The foregoing is the Fenwick note to "Guilt and Sorrow." The note to "the Female Vagrant,"-which was the title under which onethird of the longer poem appeared in all the editions prior to 1842 --is as follows,

[I find the date of this is placed in 1792, in contradiction, by mistake, to what I have asserted in "Guilt and Sorrow." The correct date is 1793-4. The chief incidents of it, more particularly her description of her feelings on the Atlantic, are taken from life.]
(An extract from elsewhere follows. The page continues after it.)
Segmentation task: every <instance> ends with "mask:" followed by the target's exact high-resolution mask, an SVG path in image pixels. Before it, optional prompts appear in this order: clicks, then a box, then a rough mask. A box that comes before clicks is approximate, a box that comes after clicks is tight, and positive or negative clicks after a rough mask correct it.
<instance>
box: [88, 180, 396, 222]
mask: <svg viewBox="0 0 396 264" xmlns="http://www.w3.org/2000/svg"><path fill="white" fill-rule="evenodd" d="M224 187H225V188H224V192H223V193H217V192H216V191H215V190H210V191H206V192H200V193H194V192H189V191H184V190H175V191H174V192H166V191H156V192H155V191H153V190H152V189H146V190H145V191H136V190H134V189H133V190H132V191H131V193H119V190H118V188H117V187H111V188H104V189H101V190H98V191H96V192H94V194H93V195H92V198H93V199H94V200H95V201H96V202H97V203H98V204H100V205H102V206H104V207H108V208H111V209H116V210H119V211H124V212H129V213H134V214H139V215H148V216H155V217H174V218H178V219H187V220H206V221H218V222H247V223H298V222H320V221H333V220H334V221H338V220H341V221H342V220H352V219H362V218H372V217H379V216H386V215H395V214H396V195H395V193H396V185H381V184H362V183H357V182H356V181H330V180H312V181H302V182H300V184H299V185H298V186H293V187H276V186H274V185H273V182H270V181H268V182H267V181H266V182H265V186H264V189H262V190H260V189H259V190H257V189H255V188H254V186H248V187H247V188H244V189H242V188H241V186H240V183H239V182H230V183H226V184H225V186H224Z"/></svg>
Stanzas I. to XXII., XXXV. to XXXVII., and LI. to LXXIV. occur only in the edition of 1845, and subsequent ones. -ED.

I.

A TRAVELLER on the skirt of Sarum's Plain
Pursued his vagrant way, with feet half bare;
Stooping his gait, but not as if to gain

Help from the staff he bore; for mien and air

Were hardy, though his cheek seemed worn with care
Both of the time to come, and time long fled:

Down fell in straggling locks his thin grey hair;
A coat he wore of military red,

But faded, and stuck o'er with many a patch and shred.

II.

While thus he journeyed, step by step led on,
He saw and passed a stately inn, full sure
That welcome in such house for him was none.

No board inscribed the needy to allure

Hung there, no bush proclaimed to old and poor
And desolate, "Here you will find a friend!"
The pendent grapes glittered above the door;-
On he must pace, perchance till night descend,
Where'er the dreary roads their bare white lines extend.

III.

The gathering clouds grew red with stormy fire,
In streaks diverging wide and mounting high;
That inn he long had passed; the distant spire,
Which oft as he looked back had fixed his eye,
Was lost, though still he looked, in the blank sky.
Perplexed and comfortless he gazed around,

And scarce could any trace of man descry,

Save cornfields stretched, and stretching without bound; But where the sower dwelt was nowhere to be found.

IV.

No tree was there, no meadow's pleasant green

No brook to wet his lip or soothe his ear;

Long files of corn-stalks here and there were seen,

But not one dwelling-place his heart to cheer.

Some labourer, thought he, may perchance be near;
And so he sent a feeble shout-in vain;

No voice made answer, he could only hear

Winds rustling over plots of unripe grain,

Or whistling thro' thin grass along the unfurrowed plain.

V.

Long had he fancied each successive slope
Concealed some cottage, whither he might turn
And rest; but now along heaven's darkening cope
The crows rushed by in eddies, homeward borne.